Cinéma : "Ashkal : l'enquête de Tunis", un polar autour des immolations et des fantômes du passé de la Tunisie

Avec Ashkal: l’enquête de Tunis, le réalisateur tunisien Youssef Chebbi construit un polar sombre et mystique autour des immolations, actes de « désespoir » qui perdurent dans son pays une décennie après le Printemps arabe. Le réalisateur de 38 ans s’attaque au film de genre, une tentative « très rare » en Tunisie selon lui. Son premier long-métrage de fiction s’inscrit dans un renouveau du cinéma tunisien post-révolution, aux côtés de réalisatrices remarquées comme Erige Sehiri (Sous les figues) ou Kaouther Ben Hania (L’homme qui a vendu sa peau).
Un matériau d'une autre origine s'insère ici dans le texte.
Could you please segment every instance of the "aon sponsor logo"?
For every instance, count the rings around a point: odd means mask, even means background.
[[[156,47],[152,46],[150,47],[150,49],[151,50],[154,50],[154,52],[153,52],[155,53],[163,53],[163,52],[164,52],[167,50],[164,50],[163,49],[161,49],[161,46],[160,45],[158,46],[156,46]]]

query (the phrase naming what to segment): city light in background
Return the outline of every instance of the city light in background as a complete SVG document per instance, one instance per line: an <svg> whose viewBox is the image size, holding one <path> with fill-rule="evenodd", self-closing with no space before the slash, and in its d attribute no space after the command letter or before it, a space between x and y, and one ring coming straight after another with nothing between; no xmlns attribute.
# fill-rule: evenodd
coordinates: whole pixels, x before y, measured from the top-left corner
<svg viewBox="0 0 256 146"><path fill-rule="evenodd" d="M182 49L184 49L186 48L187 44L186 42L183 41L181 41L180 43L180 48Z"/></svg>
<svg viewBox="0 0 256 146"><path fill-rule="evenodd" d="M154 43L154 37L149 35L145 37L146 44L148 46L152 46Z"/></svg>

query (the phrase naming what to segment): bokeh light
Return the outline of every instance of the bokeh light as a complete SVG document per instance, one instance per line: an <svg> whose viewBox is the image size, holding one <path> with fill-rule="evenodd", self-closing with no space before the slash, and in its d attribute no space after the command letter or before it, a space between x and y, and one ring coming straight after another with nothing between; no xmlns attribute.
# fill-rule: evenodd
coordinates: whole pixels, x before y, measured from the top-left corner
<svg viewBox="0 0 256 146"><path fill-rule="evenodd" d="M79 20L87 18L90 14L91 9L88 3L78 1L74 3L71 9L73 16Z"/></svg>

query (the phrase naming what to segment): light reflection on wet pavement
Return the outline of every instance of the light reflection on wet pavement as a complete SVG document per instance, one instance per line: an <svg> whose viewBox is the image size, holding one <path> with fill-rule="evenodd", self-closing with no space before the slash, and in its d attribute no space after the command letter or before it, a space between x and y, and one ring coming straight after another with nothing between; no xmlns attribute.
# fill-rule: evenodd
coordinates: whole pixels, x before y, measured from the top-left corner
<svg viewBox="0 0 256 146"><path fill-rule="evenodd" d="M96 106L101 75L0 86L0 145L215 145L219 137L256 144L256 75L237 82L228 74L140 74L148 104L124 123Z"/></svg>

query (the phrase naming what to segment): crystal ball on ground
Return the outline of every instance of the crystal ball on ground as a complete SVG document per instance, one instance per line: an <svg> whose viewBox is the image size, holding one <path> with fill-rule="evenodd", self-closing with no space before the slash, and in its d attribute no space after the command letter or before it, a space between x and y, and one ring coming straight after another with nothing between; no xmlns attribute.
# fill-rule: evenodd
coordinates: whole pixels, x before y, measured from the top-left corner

Présenté à Cannes à la Quinzaine des réalisateurs et triplement récompensé au festival Cinemed de Montpellier, ce film d’1h32, en salles mercredi, se déroule dans les Jardins de Carthage, un quartier du nord de Tunis dont la construction avait été interrompue à la chute de Ben Ali, en 2011.

Fantômes du passé

Deux policiers, Fatma et Batal, enquêtent sur une série suspecte d’immolations au milieu de ce chantier abandonné, fait de carcasses d’immeubles à ciel ouvert et peuplé de chiens errants. « J’ai eu l’impression de me retrouver dans un décor de cinéma », raconte Youssef Chebbi. Vivant entre Paris et Tunis, il ne connaissait pas l’existence de cet endroit « étrange ». Un quartier figé dans le temps, « tout comme les immolations ont figé cette ville », poursuit-il.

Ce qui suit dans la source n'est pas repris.